俺の視線に気づいた部長が、腕で胸を隠す。


「もっと、近くで透けブラ見てもいいですか?」


俺の真剣な懇願の回答は、部長の右ストレートだった。




「ここですか?」

「そのようね。あ、運転手さんは下がって、協会に報告を」

「分かりました。御武運を」


九森の山。

大昔、この山は地脈的に豊かな山だったらしい。

けれど、そこに強力な妖魔が住み着き、この辺りの自然は全滅。

人々は、この土地を土地を妖魔と戦い、勝利するが土地は荒れ果てている。

その土地をもとに戻すためにこの山の頂上で、九人の生け贄を捧げて、自然を取り戻したらしい。

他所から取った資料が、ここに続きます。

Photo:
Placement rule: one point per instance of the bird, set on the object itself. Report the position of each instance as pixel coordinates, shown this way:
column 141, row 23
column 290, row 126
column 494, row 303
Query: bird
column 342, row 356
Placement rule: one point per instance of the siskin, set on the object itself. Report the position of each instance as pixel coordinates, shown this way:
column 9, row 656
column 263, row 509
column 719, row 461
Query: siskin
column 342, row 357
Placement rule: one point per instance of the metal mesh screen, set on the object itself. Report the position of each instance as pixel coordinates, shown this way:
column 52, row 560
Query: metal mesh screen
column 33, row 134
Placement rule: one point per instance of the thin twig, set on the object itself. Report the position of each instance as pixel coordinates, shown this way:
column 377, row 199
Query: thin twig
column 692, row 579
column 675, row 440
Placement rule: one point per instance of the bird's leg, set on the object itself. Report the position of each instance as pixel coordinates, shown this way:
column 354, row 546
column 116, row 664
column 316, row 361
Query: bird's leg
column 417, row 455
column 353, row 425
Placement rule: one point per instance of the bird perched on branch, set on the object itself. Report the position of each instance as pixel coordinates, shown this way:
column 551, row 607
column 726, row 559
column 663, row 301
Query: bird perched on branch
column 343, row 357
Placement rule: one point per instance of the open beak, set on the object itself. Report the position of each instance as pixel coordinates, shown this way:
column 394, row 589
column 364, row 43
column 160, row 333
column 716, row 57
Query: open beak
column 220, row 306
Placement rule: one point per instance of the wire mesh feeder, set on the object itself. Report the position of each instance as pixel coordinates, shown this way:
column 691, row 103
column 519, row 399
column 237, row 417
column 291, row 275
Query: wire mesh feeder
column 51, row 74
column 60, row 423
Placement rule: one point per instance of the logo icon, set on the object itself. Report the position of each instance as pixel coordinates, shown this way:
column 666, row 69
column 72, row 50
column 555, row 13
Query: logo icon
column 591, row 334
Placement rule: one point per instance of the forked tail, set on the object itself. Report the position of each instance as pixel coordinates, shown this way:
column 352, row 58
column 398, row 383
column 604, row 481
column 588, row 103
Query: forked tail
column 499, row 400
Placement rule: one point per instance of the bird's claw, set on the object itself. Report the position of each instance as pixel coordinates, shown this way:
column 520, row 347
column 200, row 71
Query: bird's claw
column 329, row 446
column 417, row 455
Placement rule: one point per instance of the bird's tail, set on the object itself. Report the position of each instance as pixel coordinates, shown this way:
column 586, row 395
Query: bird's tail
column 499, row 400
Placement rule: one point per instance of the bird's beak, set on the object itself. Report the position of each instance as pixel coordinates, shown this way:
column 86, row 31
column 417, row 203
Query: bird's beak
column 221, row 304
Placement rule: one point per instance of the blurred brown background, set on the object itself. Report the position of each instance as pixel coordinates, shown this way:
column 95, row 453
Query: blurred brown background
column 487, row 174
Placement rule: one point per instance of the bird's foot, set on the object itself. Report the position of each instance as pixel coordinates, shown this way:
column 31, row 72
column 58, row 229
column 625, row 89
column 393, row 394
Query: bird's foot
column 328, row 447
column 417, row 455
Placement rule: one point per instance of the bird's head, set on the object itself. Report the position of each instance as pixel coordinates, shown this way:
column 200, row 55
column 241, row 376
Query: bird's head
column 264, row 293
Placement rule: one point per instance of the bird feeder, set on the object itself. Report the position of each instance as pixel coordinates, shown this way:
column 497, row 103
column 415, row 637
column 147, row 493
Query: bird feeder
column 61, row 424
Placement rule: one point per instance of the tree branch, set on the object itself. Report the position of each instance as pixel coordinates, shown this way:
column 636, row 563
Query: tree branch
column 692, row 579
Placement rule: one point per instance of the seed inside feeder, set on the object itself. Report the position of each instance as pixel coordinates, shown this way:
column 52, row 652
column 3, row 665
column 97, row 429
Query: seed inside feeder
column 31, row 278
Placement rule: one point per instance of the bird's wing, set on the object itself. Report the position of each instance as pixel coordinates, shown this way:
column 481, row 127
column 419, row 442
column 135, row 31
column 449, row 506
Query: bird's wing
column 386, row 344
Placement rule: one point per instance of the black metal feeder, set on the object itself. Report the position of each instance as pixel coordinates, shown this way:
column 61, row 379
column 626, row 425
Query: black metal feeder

詳しい文献がほとんど残っていないが、大雑把な話はそんなかんじのようだ。


「九森の山には、この山を守るために神社がたてられているわ。けれど、この状態だと恐らく」

「全滅ですか?」

「恐らくね」


過去の一件から、ここの守りには手練れが配置されていたはずだ。

けど、さきほどのカブトムシ人間の質と数を考えると。


「部長、行きましょう」

「・・・・・・そうね。行きましょう」


本当なら、天乃さんを待った方が良いだろう。

けど、今は人質の救出速度を優先する。


「いざとなれば、貴方の切り札。【融合炉】を使うから」

「えっ、あ、はい。いいんですか?」

「じ、人工呼吸のようなものよ」


俺がそういうと、部長は少し恥ずかしそうにそう言いきった。

過去に一度テストしたときは、索敵能力と移動足が速くなったので、今回のような時にはぴったりだろう。


「既に気づかれている可能性が高いけど、慎重にいくわよ」

「はい、分かっています」


部長が前に出て、俺は後方を警戒しながら、先輩の後を追った。